A Sesai faz atenção básica. Quando os indígenas estão na fila para complexidade, não abrem mão de atendimento especializado. A resistência por parte deles é zero, e quando conhecem o trabalho, abraçam a organização. Caio Machado, fundador da ONG Doutores da Amazônia

Além da saúde

Machado reforça que o trabalho da ONG está intimamente ligado à luta indígena. "Como cobrar preservação da Amazônia se o indígena não consegue andar?", ele provoca.

  • Ao cuidar dos olhos, os povos mantêm a cultura com pinturas, artesanato, caça e pesca.
  • Ao tratar os dentes, as pessoas conseguem se alimentar melhor.

Atender no consultório com luz e equipamento apropriados não me torna uma profissional melhor. Levar oftalmologia onde não tenho todas as condições que tenho na cidade me faz melhor, estou pronta para qualquer adversidade. Jade Fernandes de Melo, oftalmologista e voluntária

O envolvimento com esses territórios também permite uma troca de saberes e a conexão de todo o tratamento tecnológico com a medicina tradicional dos povos, que usa folhas e ervas.

Caio Machado e demais voluntários participam dos costumes e rituais dos povos indígenas que visitam nas missões Imagem: Cassandra Cury

A fotógrafa e documentarista Cassandra Cury, que atua com a ONG desde 2019, relembra um episódio.

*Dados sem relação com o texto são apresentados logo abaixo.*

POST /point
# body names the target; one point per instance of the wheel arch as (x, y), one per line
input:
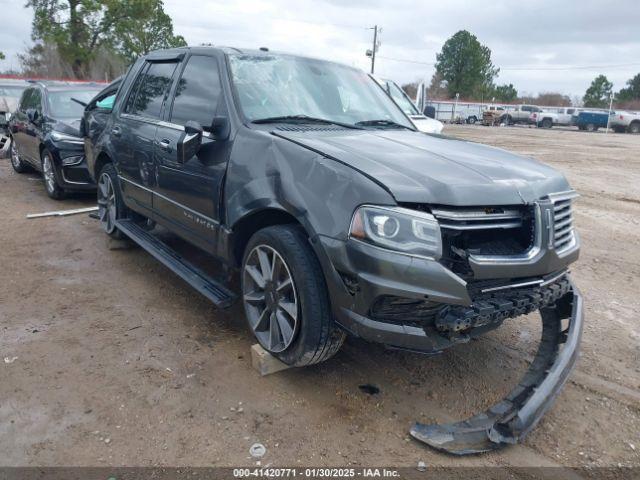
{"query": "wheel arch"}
(249, 224)
(101, 161)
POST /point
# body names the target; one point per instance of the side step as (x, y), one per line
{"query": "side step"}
(203, 283)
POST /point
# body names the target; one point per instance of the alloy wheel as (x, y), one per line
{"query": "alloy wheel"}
(106, 203)
(270, 299)
(49, 176)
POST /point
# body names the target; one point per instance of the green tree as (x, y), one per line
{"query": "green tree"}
(631, 91)
(505, 93)
(139, 35)
(598, 93)
(465, 64)
(79, 29)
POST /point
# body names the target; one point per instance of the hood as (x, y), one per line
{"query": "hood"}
(70, 126)
(8, 104)
(419, 168)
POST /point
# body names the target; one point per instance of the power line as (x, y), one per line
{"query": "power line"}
(530, 67)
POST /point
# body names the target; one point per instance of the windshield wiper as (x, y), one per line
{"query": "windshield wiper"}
(304, 119)
(382, 123)
(79, 101)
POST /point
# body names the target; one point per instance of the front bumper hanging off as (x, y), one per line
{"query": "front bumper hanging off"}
(511, 419)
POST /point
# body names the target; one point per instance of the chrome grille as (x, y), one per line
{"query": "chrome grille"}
(562, 224)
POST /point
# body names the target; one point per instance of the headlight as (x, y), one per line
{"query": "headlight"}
(398, 229)
(63, 137)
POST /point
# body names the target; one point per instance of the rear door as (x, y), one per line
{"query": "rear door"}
(34, 129)
(134, 131)
(19, 124)
(188, 194)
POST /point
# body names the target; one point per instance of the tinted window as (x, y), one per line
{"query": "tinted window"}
(24, 101)
(36, 100)
(197, 92)
(150, 89)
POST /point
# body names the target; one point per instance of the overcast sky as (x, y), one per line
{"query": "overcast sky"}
(539, 45)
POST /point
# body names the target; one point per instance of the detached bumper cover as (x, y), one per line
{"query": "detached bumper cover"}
(510, 420)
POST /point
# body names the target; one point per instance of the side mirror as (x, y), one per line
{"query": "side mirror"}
(220, 128)
(190, 141)
(33, 115)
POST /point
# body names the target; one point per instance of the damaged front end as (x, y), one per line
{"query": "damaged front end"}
(511, 419)
(497, 263)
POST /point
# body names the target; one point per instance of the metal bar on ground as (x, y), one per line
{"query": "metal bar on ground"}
(62, 213)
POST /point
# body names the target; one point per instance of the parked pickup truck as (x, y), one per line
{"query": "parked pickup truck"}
(625, 122)
(310, 184)
(519, 114)
(548, 117)
(592, 121)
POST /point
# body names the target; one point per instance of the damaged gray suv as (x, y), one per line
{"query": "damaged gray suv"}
(304, 177)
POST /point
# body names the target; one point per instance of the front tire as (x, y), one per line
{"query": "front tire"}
(16, 162)
(50, 176)
(285, 297)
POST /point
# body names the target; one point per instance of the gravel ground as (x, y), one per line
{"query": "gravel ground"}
(112, 360)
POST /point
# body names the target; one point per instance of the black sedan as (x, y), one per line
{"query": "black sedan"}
(45, 135)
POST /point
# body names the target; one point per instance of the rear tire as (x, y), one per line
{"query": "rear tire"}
(18, 165)
(288, 311)
(54, 190)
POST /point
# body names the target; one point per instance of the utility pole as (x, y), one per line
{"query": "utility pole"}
(372, 53)
(610, 108)
(375, 47)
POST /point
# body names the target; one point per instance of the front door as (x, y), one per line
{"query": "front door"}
(188, 194)
(134, 132)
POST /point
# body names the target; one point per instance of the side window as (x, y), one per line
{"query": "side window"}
(36, 100)
(150, 89)
(197, 92)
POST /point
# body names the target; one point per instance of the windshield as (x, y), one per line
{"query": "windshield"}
(11, 91)
(401, 98)
(280, 86)
(61, 105)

Em outubro de 2020, na urgência da pandemia, ela embarcou numa missão em barco-hospital. "Fomos com todo cuidado para levar ajuda, mas fomos todos contaminados [pelo coronavírus]. Os indígenas medicaram a gente e saiu todo mundo bem. A gente levou cuidado, mas nós que fomos cuidados", conta.

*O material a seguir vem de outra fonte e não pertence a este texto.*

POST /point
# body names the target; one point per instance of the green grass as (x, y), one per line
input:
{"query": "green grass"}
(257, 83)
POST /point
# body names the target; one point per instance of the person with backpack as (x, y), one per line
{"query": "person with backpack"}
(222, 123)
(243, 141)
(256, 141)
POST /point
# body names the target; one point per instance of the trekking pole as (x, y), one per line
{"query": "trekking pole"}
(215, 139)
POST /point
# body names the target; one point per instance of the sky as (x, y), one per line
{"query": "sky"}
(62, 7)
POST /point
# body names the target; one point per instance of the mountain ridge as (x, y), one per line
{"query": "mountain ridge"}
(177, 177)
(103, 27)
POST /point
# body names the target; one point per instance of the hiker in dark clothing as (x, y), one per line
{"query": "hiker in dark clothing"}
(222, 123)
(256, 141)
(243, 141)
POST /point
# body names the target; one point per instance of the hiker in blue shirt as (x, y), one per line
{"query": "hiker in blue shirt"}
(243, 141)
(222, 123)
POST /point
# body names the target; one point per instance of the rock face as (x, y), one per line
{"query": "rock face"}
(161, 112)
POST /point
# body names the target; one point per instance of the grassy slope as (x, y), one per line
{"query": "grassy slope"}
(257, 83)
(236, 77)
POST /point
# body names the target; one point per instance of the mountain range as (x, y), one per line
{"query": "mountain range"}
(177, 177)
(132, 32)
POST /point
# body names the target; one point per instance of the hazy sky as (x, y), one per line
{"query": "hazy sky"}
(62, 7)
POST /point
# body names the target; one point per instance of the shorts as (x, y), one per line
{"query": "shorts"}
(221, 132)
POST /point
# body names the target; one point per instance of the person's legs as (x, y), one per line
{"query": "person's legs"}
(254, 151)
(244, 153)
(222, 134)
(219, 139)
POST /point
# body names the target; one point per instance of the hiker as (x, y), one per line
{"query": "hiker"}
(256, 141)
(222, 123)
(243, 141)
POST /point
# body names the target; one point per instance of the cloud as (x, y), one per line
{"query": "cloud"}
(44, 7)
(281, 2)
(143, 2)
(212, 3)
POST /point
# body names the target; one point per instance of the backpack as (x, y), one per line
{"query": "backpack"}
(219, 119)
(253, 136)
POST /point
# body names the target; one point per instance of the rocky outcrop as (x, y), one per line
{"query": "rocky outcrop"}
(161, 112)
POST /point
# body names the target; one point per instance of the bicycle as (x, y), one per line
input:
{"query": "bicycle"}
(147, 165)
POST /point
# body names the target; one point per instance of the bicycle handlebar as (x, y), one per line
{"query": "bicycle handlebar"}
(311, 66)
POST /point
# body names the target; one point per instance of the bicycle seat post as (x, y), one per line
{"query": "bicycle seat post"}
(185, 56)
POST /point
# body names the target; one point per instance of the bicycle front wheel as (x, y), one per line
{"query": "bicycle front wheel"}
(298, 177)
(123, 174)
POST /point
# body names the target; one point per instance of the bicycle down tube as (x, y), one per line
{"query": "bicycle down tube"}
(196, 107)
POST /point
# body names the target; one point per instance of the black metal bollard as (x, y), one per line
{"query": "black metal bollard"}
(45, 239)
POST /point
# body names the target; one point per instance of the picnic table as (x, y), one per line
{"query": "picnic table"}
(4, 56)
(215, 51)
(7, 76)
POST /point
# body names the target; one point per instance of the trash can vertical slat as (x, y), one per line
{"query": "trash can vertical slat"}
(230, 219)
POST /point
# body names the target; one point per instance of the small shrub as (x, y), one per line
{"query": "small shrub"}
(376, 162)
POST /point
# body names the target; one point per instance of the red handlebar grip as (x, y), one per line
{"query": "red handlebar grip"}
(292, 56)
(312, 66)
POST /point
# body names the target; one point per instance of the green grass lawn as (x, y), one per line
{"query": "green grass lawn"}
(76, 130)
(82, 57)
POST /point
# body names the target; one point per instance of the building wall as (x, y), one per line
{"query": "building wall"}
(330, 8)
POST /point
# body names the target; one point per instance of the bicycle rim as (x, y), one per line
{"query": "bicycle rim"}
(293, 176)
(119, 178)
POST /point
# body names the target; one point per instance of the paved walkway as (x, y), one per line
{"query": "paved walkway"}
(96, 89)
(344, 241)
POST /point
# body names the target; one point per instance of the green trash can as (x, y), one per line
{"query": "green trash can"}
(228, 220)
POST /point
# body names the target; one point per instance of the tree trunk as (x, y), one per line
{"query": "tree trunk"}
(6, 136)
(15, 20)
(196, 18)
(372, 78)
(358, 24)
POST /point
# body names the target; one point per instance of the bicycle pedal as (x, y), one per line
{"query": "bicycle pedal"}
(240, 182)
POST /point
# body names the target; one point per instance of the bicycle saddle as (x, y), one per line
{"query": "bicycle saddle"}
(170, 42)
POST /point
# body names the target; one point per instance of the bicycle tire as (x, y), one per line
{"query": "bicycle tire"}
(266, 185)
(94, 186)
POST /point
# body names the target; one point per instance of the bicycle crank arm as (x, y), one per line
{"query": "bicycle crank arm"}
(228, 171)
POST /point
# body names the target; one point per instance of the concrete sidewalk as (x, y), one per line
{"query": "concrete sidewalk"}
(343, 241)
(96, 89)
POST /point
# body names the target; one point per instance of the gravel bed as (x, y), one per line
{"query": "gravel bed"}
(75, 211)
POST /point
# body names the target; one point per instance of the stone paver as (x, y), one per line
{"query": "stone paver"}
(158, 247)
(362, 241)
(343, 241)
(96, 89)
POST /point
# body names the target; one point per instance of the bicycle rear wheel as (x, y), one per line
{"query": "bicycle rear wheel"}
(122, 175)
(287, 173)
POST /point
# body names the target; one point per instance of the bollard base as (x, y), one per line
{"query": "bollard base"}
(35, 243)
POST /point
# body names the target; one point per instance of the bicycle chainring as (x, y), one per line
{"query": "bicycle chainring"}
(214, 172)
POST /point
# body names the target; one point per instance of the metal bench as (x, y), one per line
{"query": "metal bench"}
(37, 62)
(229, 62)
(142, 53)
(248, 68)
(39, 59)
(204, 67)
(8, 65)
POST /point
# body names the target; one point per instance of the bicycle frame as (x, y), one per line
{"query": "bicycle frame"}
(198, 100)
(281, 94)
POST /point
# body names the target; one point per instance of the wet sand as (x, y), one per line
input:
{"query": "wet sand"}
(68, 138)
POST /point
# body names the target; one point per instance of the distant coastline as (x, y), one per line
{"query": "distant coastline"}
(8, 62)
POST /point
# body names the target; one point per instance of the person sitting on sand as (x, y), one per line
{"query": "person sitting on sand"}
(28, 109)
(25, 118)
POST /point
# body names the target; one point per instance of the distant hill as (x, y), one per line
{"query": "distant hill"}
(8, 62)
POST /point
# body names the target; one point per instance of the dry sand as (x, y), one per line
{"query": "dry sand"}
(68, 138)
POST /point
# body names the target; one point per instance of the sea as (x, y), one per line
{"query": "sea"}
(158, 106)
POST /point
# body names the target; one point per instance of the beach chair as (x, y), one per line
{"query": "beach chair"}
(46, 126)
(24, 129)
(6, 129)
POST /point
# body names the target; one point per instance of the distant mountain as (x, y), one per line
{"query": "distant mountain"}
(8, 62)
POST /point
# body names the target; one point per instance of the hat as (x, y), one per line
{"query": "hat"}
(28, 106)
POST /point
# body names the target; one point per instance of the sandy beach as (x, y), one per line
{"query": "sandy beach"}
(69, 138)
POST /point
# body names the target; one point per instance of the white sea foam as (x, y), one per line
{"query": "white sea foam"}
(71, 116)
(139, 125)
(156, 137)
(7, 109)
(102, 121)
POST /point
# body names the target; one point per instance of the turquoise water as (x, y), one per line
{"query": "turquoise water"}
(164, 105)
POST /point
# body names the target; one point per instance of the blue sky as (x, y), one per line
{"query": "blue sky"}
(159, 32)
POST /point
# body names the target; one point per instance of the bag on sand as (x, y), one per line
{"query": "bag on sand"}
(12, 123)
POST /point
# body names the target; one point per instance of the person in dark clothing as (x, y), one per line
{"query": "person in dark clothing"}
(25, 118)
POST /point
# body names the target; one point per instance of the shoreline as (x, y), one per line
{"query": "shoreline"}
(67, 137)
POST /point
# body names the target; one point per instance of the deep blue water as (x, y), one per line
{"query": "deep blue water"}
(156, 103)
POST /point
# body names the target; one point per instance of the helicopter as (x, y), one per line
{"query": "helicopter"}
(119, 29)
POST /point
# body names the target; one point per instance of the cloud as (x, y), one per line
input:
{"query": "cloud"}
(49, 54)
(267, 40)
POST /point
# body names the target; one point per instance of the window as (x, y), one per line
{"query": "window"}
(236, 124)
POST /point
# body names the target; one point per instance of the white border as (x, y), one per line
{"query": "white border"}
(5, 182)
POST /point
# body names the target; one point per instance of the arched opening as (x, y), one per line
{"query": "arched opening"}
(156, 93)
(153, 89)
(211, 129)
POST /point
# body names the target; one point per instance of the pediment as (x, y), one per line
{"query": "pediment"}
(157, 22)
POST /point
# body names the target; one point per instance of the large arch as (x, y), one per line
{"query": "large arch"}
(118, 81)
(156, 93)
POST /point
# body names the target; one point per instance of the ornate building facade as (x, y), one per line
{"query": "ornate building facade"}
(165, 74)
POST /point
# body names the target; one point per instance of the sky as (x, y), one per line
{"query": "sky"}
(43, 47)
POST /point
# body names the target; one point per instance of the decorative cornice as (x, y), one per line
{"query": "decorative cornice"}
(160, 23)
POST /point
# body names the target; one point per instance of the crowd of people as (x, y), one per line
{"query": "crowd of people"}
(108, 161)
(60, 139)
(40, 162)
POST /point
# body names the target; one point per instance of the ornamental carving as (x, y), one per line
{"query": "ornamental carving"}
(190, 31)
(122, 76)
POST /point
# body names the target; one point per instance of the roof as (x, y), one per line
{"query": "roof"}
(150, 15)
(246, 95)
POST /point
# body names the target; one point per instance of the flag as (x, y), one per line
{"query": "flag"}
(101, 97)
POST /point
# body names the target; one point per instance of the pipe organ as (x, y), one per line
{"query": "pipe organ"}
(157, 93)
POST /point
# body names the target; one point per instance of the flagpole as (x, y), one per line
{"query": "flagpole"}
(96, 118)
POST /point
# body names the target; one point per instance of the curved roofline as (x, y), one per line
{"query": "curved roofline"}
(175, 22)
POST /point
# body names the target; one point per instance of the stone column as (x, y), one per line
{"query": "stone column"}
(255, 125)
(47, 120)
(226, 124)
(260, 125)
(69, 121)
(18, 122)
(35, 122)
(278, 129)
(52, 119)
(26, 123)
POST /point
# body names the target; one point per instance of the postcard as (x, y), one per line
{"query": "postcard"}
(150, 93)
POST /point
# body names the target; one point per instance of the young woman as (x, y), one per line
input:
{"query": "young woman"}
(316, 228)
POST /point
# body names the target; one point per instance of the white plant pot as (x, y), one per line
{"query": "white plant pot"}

A relação criada também ultrapassa as barreiras da comunicação, pois a maioria dos indígenas não fala português —uma pessoa tradutora acompanha as missões.

Imagem: Arquivo pessoal

"Uma cena que sempre me marca é quando o paciente vai buscar os óculos. Ele não fala 'obrigado', mas tem um sorriso lindo que dá um quentinho no coração", relata Jade sobre a comunicação mais genuína que há.

O depoimento de Sonia é semelhante. "Eles sentam na cadeira, a gente trata o dente, eles levantam e vão embora. Não quer dizer que não estão felizes e agradecidos, apenas não sabem falar com você."

A dentista Sonia Casanova em missão pela ONG Doutores da Amazônia Imagem: Arquivo pessoal

Com o tempo, os profissionais aprendem outras formas de se comunicar e perceber as necessidades. A dentista lembra de uma moça que se recusava a abrir a boca para fazer uma extração necessária.

Depois de três dias, intuíram que ela tinha vergonha do profissional homem que iria atendê-la. Ao substituí-lo por uma mulher, a jovem deixou ser tratada.

A fotógrafa e documentarista Cassandra Cury Imagem: Arquivo pessoal

Levante e Lute

Cassandra tem uma relação muito próxima com os indígenas. O tio pantaneiro em Mato Grosso do Sul sempre evocava poesias e canções contando histórias dos povos originários.

Em seu trabalho, ela sempre buscou registrar as culturas e belezas naturais, o que a levou a conhecer um pajé e ser convidada a conhecer sua comunidade.

Foi natural, então, seu desejo de documentar o trabalho da Doutores da Amazônia após conhecer a jornada de Machado e se encantar com a primeira missão, no Parque Indígena do Xingu.

Assim nasceu o projeto Levante e Lute, composto por um livro (com fotografia dela e texto da jornalista Ana Augusta Rocha), que será lançado dia 28 desse mês, e uma ação pedagógica que conecta jovens do povo Kalapalos com estudantes da EMEF do CEU Uirapuru, de São Paulo.

Parte dessa ação envolveu a formação dos meninos indígenas para documentar a história de seu povo e cultura em vídeo. Eles aprenderam a gravar e entrevistar as pessoas que participaram do contato com os irmãos Villas Bôas, idealizadores do parque do Xingu.

"A gente quer que a história dos povos chegue cada vez mais para a população brasileira que conhece pouco", diz.